Astatine was first produced by Dale R. Corson, Kenneth Ross MacKenzie, and Emilio Segrè in the University of California, Berkeley in 1940. Three years later, it was found in nature; however, with an estimated amount of less than 28 grams (1 oz) at given time, astatine is the least abundant element in Earth's crust among non-transuranium elements. Among astatine isotopes, four (with mass numbers 215, 217, 218 and 219) are present in nature as the result of decay of heavier elements; however, the most stable astatine-210 and the industrially used astatine-211 are not.

===Radon===

Radon is a chemical element with symbol Rn and atomic number 86. It is a radioactive, colorless, odorless, tasteless noble gas, occurring naturally as the decay product of uranium or thorium. Its most stable isotope, ^{222}Rn, has a half-life of 3.8 days. Radon is one of the densest substances that remains a gas under normal conditions. It is also the only gas that is radioactive under normal conditions, and is considered a health hazard due to its radioactivity. Intense radioactivity also hindered chemical studies of radon and only a few compounds are known.

Radon is formed as part of the normal radioactive decay chain of uranium and thorium. Uranium and thorium have been around since the earth was formed and their most common isotope has a very long half-life (14.05 billion years). Uranium and thorium, radium, and thus radon, will continue to occur for millions of years at about the same concentrations as they do now. As the radioactive gas of radon decays, it produces new radioactive elements called radon daughters or decay products. Radon daughters are solids and stick to surfaces such as dust particles in the air. If contaminated dust is inhaled, these particles can stick to the airways of the lung and increase the risk of developing lung cancer.

Radon is responsible for the majority of the public exposure to ionizing radiation. It is often the single largest contributor to an individual's background radiation dose, and is the most variable from location to location. Radon gas from natural sources can accumulate in buildings, especially in confined areas such as attics and basements. It can also be found in some spring waters and hot springs.
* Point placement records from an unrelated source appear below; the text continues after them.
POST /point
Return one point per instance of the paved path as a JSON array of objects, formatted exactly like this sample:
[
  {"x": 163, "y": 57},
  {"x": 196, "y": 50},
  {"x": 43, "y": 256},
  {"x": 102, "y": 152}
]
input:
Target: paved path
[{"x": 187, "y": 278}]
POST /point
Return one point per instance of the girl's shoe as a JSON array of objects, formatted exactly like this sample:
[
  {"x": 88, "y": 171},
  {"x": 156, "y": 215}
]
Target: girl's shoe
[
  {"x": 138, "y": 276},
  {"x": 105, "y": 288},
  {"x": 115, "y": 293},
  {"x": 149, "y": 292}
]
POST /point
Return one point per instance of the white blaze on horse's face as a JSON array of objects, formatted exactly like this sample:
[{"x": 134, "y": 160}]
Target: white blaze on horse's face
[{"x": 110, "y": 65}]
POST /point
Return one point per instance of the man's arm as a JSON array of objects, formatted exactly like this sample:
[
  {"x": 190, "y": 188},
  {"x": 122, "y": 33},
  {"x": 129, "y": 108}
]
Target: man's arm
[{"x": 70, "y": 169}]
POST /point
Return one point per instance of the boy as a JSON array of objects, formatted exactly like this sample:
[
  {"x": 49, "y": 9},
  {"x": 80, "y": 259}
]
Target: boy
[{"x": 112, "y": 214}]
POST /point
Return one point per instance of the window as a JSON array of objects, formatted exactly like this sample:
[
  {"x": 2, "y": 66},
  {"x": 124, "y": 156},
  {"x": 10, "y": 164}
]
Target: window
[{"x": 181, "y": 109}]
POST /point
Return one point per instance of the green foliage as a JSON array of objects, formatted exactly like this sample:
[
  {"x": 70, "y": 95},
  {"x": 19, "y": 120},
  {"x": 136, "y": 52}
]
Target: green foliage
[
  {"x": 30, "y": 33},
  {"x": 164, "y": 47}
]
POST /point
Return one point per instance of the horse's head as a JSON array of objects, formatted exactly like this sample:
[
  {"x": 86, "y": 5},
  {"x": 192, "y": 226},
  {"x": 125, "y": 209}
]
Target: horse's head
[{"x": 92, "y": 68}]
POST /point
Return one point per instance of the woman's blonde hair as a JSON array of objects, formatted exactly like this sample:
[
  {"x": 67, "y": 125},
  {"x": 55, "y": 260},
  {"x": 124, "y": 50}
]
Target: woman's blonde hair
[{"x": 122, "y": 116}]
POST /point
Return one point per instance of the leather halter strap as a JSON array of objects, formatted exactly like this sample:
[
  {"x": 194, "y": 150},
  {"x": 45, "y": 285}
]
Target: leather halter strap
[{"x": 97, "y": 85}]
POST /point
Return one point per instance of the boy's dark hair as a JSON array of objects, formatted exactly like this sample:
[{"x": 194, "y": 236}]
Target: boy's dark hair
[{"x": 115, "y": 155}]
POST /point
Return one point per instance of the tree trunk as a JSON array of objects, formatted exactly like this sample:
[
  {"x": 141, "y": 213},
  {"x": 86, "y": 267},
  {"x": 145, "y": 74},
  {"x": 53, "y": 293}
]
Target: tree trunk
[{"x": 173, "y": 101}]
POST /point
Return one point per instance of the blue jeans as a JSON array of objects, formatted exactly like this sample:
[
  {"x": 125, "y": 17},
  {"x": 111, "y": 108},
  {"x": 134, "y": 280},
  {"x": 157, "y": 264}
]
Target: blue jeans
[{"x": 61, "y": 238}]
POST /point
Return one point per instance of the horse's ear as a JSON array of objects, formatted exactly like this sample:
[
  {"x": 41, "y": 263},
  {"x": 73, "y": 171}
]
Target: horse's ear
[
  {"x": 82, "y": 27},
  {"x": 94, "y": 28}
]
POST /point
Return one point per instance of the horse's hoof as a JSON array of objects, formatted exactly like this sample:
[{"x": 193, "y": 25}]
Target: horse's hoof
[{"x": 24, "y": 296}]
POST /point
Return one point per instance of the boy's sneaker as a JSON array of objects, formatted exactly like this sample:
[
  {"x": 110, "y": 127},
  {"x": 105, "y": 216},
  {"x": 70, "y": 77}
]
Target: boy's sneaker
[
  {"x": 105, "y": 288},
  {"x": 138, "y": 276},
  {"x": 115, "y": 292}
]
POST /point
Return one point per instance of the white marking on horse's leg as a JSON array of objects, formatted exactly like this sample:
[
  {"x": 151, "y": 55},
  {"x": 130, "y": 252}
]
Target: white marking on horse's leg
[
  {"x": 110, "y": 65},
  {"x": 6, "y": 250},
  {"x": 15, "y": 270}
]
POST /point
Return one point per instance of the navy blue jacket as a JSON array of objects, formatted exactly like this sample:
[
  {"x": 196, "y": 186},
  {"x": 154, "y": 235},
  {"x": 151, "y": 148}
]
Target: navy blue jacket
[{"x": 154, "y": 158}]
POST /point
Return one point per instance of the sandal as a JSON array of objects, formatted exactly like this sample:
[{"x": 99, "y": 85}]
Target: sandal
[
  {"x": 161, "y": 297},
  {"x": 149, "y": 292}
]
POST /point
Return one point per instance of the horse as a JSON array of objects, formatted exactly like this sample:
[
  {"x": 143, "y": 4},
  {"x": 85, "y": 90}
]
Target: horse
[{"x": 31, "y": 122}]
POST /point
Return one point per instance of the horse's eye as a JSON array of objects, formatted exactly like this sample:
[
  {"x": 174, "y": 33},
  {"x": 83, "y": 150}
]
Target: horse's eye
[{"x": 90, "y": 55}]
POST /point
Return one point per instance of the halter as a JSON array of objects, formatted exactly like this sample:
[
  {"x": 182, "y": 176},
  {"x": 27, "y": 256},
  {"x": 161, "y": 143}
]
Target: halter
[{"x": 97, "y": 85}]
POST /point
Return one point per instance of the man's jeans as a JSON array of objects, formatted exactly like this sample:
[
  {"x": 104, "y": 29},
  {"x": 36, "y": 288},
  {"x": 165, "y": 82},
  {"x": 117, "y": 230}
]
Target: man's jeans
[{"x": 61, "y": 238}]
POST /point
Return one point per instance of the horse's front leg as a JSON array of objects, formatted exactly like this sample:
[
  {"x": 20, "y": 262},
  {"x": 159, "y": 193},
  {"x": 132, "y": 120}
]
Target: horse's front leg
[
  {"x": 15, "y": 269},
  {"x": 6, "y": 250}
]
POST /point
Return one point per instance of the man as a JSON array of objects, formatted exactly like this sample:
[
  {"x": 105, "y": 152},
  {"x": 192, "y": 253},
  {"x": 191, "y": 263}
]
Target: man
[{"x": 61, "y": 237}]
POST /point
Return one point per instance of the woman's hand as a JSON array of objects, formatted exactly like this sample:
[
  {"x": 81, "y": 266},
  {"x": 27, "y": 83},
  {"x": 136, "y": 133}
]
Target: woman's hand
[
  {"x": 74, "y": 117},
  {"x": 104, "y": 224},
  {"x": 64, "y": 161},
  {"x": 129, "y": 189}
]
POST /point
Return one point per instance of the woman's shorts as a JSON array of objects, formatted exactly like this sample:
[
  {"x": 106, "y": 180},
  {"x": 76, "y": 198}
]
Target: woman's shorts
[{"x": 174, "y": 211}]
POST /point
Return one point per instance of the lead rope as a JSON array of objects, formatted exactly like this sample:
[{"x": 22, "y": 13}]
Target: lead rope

Epidemiological studies have shown a clear link between breathing high concentrations of radon and incidence of lung cancer. Thus, radon is considered a significant contaminant that affects indoor air quality worldwide. According to the United States Environmental Protection Agency, radon is the second most frequent cause of lung cancer, after cigarette smoking, causing 21,000 lung cancer deaths per year in the United States. About 2,900 of these deaths occur among people who have never smoked. While radon is the second most frequent cause of lung cancer, it is the number one cause among non-smokers, according to EPA estimates.

==Biological role==
Of the period 6 elements, only tungsten and the early lanthanides are known to have any biological role in organisms, and even then only in lower organisms (not mammals). However, gold, platinum, mercury, and some lanthanides such as gadolinium have applications as drugs.

==Toxicity==
Most of the period 6 elements are toxic (for instance lead) and produce heavy-element poisoning. Promethium, polonium, astatine and radon are radioactive, and therefore present radioactive hazards.